Pénalité: décrochage?
Envahie par l’humour, l’improvisation ne serait plus un jeu où le risque doit dominer
L’improvisation, telle que développée au Québec dans les années 1970, occupe une place de choix sur la scène culturelle. Au point qu’on a souvent l’impression que ce style de jeu a surgi brusquement, de façon spontanée. Aux yeux d’une spécialiste des formes populaires de théâtre comme Chantal Hébert, l’affirmation mérite cependant d’être nuancée. «Des gens du théâtre burlesque comme Gilles Latulipe ou Jean Grimaldi pratiquaient déjà l’improvisation, sans parler du cabaret, rappelle cette professeure en études théâtrales à la Faculté des lettres.

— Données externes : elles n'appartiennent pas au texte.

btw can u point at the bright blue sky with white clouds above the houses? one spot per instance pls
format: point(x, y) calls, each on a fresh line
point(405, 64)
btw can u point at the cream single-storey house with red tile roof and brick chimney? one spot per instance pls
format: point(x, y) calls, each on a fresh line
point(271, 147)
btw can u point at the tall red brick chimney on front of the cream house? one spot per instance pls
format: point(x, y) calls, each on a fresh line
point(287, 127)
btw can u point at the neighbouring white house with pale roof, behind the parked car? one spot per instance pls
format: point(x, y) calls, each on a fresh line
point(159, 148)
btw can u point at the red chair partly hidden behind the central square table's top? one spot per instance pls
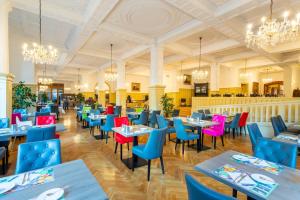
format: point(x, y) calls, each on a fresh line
point(120, 139)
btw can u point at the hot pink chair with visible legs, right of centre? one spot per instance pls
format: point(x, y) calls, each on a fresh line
point(217, 130)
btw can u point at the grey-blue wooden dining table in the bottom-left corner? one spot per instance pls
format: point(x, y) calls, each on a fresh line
point(73, 177)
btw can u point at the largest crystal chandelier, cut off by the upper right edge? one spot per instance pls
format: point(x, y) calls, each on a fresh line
point(273, 31)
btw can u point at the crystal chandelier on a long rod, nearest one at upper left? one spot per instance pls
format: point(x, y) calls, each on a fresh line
point(39, 54)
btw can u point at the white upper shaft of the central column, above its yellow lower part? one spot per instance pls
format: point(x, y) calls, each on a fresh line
point(157, 65)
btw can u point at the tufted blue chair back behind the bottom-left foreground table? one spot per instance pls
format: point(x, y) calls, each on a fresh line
point(36, 155)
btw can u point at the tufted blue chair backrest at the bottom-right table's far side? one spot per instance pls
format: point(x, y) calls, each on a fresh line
point(278, 152)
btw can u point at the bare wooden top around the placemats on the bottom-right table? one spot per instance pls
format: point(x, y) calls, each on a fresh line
point(288, 179)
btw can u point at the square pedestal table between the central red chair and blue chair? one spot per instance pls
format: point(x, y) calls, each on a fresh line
point(136, 130)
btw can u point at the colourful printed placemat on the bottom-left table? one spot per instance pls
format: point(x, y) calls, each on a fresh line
point(28, 179)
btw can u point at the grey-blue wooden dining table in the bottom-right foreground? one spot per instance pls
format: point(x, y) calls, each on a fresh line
point(286, 181)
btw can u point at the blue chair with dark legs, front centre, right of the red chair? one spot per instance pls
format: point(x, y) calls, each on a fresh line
point(152, 149)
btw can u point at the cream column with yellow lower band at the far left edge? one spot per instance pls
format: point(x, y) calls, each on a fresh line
point(5, 77)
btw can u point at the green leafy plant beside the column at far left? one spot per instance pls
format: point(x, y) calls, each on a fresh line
point(22, 96)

Les Fridolinades de Gratien Gélinas avaient aussi un côté improvisé au début». Par ailleurs, la chercheure voit un lien de filiation très clair entre le style d’improvisation développé par Robert Gravel et ses amis au sein de la LNI, qui a inspiré la LUI, et des formes plus anciennes comme la littérature orale, le conte, les légendes. Dans son récit, le conteur doit absolument tenir compte des réactions de son auditoire, de la même façon qu’un improvisateur à l’écoute du moindre signe de la foule.
En fait l’improvisation, telle que développée par les acteurs dans le Québec en ébullition des années 1970, se veut une rupture avec le théâtre naturaliste et le théâtre à texte, alors enseignés dans les écoles de théâtre. En impro, les acteurs doivent avoir de la répartie, développer un jeu rythmé, rapide. «C’est vrai que ces notions s’apprennent difficilement. Il faut les vivre», souligne Chantal Hébert. Cette forme d’expression débridée, cette écriture folle va donner naissance à de nouveaux spectacles comme ceux de Ding et Dong, puis plus tard de La P’tite vie. L’enseignante se souvient aussi avec beaucoup de plaisir de cette célèbre impro de Robert Lepage, à la LNI, qui transportait le public à New-York pour quelques minutes: «Avec seulement un mot ou deux, mais surtout beaucoup d’expressions, on visitait toute la ville, en rencontrant même la Statue de la Liberté, c’était formidable!»
Les spectateurs deviennent aussi participants à part entière du spectacle. Il ne faut plus seulement qu’ils écoutent, mais qu’ils donnent leur opinion, ce qui peut en inciter plusieurs à se risquer ensuite sur la patinoire. Nombre de comédiens découvrent également dans ce jeu une nouvelle liberté qui les pousse, avec les metteurs en scène et les auteurs, à expérimenter de nouvelles façons d’aborder le théâtre. Le Théâtre Niveau Parking de Québec proposait ainsi il y a quelques années aux spectateurs de composer leur spectacle à partir de quatre canevas et d’une banque de comédiens. Aujourd’hui, cet échange entre l’improvisation et le théâtre est-il toujours d’actualité ? «J’ai l’impression qu’actuellement, l’heure est moins à l’expérimentation, avance Chantal Hébert. C’est davantage l’humour, le divertissement qui priment. Je pense que le public qui va voir des matchs d’impro ne fréquente pas nécessairement le théâtre, même si plusieurs de nos étudiants apprécient les deux. En général, les jeunes spectateurs aiment le caractère festif de l’impro, qu’ils ne retrouvent pas toujours dans une salle de théâtre puisque l’action ne change pas si rapidement.»
La comédienne Isabelle Carpentier abonde dans le même sens, elle dont le mémoire de maîtrise portait justement sur l’évolution de la LNI. «Aujourd’hui à l’impro, les références sont télévisuelles et non plus théâtrales, car les jeunes ne sauraient pas improviser dans des catégories «à la manière de Bertolt Brecht ou de la Comedia dell’arte. Ils privilégient donc l’humour car c’est un langage qu’ils connaissent bien.» Après cinq ans passés à la LUI entre 1995 et 2000, la jeune femme a quelque peu abandonné ce type de langage artistique. Elle regrette en effet que la nécessité de créer un spectacle capable d’attirer le plus grand nombre porte ombrage désormais au côté expérimental de l’improvisation et à la prise de risque.